Part of plan to save $8 billion a year, area mail processing operations employing 23 at Cartersville's are moving to Atlanta, the U.S. Postal Service announced today.
"We're not talking about the actual Cartersville post office," Spokesman Michael Miles said. "We're talking about just the mail processing operation that's in the back."
USPS, a self-financing federal agency that employs 8 million people, says it needs to cut costs at least $20 billion by 2015 and more than $22 billion by 2016 to return to profitability and ensure long-term financial stability.
While USPS has proposed legislative reforms, including delivering mail five instead of six days a week, last year it began in an effort to slash expenses by realigning operations following dramatic declines in mail volume.
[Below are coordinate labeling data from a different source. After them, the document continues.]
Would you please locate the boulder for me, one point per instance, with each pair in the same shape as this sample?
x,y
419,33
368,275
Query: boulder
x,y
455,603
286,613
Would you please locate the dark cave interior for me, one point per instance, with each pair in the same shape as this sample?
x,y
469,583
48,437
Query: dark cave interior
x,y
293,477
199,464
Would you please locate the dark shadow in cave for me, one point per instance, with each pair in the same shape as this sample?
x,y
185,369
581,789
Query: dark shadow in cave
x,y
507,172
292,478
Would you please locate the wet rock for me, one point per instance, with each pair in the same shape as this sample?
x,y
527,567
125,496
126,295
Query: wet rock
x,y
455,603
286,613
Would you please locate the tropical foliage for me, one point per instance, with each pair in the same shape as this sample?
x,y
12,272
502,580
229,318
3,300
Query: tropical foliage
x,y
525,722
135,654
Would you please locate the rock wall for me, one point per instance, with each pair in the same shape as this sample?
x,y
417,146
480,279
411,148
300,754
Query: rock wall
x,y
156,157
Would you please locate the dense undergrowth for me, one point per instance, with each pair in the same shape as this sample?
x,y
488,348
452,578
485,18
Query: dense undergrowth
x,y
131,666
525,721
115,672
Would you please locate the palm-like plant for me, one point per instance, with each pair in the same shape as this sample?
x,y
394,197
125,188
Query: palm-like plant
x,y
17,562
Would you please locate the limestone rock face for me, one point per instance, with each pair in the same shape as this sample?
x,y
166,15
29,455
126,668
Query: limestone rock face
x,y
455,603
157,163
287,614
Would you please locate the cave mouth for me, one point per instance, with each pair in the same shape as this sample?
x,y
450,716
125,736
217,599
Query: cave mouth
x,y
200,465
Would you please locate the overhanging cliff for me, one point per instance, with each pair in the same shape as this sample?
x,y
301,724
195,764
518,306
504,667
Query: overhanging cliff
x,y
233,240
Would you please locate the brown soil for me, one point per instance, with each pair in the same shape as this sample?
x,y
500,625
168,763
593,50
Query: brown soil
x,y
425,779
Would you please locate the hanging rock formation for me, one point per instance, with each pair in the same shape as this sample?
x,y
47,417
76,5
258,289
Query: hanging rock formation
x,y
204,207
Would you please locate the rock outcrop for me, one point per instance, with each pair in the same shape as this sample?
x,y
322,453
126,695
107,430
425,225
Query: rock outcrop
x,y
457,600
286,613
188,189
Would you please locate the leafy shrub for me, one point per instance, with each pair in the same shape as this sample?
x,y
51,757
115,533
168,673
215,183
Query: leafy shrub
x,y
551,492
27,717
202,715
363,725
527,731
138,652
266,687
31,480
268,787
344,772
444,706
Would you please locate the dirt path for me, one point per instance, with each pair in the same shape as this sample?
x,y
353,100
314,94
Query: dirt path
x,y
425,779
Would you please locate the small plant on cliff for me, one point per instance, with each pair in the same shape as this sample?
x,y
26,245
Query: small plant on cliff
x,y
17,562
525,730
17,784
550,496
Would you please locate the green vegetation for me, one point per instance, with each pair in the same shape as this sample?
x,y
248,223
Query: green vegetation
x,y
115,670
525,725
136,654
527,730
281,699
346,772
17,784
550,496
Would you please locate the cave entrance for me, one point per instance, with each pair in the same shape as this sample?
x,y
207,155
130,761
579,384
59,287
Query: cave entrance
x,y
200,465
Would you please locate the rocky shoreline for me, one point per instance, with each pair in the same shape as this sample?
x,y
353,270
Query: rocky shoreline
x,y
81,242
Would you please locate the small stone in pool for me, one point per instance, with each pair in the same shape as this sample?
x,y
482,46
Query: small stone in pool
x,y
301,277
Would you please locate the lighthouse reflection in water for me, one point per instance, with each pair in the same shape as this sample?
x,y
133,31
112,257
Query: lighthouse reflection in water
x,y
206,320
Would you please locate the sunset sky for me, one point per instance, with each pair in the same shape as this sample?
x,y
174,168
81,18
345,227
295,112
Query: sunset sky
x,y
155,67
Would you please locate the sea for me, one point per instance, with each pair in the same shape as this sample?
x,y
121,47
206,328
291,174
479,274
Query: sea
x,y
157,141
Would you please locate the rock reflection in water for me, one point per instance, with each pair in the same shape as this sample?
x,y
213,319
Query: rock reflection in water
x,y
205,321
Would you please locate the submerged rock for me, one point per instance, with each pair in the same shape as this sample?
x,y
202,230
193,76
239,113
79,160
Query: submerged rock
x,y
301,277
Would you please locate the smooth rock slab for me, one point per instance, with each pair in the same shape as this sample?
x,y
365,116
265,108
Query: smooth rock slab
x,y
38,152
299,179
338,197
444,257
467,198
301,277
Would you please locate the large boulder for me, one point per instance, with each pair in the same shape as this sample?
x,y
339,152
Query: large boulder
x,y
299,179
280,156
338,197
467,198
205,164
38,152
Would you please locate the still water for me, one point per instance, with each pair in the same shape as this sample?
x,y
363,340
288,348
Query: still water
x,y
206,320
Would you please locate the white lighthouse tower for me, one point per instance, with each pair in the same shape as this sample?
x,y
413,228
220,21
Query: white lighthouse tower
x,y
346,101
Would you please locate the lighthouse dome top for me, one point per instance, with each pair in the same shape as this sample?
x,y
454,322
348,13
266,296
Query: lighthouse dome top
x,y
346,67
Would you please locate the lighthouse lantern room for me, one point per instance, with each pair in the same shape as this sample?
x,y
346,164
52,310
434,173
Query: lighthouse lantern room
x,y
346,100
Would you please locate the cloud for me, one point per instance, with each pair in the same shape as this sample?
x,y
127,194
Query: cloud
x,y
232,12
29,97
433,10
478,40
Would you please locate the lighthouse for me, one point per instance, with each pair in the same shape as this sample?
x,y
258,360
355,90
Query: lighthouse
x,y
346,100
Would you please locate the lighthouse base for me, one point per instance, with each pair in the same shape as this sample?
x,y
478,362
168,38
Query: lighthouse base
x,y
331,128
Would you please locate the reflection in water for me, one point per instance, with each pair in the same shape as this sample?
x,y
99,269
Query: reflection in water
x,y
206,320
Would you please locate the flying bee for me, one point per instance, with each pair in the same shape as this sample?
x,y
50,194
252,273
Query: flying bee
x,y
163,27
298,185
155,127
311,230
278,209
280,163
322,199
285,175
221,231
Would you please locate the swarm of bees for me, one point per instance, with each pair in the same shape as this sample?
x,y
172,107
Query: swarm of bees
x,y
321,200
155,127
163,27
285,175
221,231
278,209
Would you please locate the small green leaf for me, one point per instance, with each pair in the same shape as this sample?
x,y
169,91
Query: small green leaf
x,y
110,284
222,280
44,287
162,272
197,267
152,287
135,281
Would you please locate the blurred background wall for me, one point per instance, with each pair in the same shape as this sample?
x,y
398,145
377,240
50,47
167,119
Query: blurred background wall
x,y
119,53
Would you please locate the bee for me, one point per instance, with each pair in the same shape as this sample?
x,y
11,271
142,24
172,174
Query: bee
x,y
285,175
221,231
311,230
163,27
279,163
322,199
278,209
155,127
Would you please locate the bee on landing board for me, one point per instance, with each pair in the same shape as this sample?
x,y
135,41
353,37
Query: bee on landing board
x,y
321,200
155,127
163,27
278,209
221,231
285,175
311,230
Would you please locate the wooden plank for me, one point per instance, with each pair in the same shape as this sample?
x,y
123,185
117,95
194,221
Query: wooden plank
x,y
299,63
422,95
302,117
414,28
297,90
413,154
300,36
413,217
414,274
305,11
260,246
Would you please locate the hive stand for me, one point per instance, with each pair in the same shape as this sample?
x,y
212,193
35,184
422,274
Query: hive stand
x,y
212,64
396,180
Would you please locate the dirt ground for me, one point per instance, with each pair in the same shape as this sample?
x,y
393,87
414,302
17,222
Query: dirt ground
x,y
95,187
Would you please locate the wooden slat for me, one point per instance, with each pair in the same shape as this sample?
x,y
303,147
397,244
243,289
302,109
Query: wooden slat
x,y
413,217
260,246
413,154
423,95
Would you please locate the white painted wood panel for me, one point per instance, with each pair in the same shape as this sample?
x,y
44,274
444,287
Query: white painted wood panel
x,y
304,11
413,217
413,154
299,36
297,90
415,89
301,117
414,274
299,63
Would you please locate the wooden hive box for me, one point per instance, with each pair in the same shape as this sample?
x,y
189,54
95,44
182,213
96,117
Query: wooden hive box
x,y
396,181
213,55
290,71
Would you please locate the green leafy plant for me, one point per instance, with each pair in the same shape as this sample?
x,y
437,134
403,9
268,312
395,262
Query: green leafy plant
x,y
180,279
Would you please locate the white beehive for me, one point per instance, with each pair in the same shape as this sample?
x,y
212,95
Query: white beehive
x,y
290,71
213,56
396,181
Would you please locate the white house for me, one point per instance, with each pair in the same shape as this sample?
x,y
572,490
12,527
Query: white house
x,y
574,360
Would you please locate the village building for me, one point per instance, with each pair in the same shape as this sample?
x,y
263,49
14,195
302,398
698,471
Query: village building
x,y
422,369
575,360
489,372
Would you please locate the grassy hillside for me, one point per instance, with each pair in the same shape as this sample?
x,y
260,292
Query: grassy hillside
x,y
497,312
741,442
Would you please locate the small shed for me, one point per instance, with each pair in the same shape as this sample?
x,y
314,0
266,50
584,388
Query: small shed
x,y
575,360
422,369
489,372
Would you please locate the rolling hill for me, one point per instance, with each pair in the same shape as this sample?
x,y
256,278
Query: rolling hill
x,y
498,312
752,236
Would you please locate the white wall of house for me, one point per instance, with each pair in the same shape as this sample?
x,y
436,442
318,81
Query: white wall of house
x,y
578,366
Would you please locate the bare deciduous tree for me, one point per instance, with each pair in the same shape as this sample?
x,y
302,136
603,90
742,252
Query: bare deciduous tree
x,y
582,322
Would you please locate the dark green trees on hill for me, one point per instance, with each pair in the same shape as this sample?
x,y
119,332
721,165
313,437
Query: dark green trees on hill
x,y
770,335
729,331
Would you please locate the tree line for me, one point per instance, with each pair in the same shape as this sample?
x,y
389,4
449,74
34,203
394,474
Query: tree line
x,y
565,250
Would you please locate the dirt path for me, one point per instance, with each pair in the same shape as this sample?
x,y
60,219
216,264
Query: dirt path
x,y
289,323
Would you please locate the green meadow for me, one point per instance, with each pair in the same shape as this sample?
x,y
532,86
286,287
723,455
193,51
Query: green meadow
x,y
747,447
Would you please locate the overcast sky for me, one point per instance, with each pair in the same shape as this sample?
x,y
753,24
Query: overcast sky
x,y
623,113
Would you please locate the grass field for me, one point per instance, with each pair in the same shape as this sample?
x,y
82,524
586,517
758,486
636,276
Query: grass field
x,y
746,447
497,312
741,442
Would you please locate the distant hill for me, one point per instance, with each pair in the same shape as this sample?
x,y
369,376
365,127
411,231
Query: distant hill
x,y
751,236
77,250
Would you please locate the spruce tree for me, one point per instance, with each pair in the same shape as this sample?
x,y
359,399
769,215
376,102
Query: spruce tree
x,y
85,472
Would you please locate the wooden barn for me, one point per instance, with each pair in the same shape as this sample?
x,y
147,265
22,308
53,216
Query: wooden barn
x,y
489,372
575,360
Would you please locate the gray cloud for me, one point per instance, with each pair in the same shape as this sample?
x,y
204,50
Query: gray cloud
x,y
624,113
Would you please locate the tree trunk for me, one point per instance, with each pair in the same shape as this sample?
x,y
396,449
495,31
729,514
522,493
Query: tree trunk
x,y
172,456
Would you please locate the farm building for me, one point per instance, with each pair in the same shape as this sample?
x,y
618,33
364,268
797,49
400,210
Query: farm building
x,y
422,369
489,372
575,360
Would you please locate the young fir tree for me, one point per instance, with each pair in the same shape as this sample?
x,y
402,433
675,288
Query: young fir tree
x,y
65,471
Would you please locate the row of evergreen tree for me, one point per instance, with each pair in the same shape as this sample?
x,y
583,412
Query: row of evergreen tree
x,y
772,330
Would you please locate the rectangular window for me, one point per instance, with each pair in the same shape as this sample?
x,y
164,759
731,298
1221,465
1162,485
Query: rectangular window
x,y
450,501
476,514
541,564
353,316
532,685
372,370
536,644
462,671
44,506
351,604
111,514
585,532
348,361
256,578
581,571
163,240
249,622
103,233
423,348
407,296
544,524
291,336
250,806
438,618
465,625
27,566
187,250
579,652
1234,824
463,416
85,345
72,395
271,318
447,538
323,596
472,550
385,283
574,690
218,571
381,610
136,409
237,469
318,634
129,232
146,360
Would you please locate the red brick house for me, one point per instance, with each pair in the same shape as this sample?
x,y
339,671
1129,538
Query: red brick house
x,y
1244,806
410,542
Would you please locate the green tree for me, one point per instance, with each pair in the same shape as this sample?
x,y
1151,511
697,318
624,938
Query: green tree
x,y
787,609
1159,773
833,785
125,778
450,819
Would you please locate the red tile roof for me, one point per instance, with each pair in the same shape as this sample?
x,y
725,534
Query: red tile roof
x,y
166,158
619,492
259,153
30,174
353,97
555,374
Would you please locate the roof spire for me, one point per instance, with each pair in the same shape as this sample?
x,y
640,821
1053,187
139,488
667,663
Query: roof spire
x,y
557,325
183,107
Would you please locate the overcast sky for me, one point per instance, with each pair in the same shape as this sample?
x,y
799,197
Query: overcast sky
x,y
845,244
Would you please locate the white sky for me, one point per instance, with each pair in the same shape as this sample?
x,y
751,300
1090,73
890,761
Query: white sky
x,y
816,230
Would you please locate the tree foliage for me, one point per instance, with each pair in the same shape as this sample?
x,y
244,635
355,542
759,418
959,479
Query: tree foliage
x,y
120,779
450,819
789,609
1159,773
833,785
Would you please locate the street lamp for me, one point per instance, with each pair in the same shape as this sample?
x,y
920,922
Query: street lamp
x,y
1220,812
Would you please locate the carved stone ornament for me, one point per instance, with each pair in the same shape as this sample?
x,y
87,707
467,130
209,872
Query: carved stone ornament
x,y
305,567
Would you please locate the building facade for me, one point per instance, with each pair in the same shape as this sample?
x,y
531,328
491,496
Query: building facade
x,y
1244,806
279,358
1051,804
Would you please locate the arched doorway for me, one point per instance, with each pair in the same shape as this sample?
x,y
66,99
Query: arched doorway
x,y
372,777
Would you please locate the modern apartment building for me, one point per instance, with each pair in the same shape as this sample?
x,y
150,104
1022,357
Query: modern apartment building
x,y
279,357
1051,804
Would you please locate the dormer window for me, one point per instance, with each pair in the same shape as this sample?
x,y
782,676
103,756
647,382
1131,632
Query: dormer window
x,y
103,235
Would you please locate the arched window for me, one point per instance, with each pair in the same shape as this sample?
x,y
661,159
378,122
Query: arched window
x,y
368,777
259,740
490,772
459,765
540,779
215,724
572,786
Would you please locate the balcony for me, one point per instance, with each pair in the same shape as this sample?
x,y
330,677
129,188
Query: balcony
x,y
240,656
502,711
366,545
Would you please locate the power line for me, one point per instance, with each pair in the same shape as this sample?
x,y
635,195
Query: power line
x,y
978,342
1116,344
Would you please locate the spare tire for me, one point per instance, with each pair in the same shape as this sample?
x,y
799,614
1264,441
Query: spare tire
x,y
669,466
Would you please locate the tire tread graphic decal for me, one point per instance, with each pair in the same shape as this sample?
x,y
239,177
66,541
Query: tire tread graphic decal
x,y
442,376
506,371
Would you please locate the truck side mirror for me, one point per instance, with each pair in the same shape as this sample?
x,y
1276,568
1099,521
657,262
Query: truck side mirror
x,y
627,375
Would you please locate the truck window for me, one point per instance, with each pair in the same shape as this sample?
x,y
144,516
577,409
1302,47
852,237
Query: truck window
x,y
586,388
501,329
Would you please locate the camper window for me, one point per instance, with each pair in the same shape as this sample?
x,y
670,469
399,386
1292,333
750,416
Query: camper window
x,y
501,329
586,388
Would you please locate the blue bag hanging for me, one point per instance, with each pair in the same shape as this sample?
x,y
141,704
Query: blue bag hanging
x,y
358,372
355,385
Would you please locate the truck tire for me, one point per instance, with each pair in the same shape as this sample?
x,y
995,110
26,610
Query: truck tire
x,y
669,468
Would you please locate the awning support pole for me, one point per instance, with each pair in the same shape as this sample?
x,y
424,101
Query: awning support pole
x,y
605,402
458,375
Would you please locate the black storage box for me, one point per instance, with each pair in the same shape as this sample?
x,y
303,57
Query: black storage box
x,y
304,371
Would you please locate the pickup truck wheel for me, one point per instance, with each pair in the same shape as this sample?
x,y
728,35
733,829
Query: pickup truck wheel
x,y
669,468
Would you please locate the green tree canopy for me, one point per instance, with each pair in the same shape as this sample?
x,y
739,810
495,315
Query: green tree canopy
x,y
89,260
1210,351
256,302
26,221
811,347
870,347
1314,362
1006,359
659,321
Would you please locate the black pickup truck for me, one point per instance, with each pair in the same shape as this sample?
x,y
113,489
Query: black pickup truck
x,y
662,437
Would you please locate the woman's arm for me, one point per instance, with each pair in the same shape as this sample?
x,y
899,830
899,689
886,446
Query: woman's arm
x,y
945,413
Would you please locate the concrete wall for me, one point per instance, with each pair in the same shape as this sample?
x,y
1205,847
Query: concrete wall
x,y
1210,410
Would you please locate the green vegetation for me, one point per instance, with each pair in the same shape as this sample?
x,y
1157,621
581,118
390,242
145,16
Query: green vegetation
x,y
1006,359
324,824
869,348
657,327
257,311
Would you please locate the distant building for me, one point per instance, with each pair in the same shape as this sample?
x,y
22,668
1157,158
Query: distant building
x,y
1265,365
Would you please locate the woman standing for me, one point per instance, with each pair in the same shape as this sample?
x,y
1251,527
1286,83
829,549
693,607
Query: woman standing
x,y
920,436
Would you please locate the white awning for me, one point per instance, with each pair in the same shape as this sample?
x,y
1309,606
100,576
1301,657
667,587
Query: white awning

Miles said the 23 employees affected by the full consolidation of the Cartersville operation with the Atlanta Processing and Distribution Center in Hapeville are union employees.
"We will look to transfer those employees into other operations just depending on what's available," he said. "We have a union agreement and there's some contractual guidelines we have to follow, so we'll find jobs for them according to the union contract, but we don't anticipate people losing their jobs as a result of this."
The local operation processes both locally generated mail and mail originating in other areas. The relocation of both incoming and outgoing operations coupled with USPS' proposal to change delivery standards could affect the length of time required for mail to arrive in Cartersville and other destinations.
"If we have fewer plants, that means we have to have different standards, which means that mail could, yes, in theory, take longer, but how it will specifically impact the area, we probably can't tell you at this point," Miles said, finally adding, in terms of delivery time frames, "what was one day could become two days."
USPS reports its mail volume has declined by more than 43 billion pieces in the past five years and continues to drop. In December, it agreed to a moratorium on closures or consolidations to allow time for legislative change, including relaxing delivery standards and providing employee health benefits independent of federal programs, which it says would save a total of $9.8 billion a year.
The local facility processes about 400,000 pieces of mail per day for Cartersville and 21 other nearby ZIP codes. Closure of the operation is contingent upon on a move to five-day delivery and would happen sometime after May 15, when the moratorium is slated to end.
Other Georgia processing facilities proposed for consolidations include operations in Acworth, Douglasville, Marietta, Athens, Augusta, Columbus, Savannah and Albany.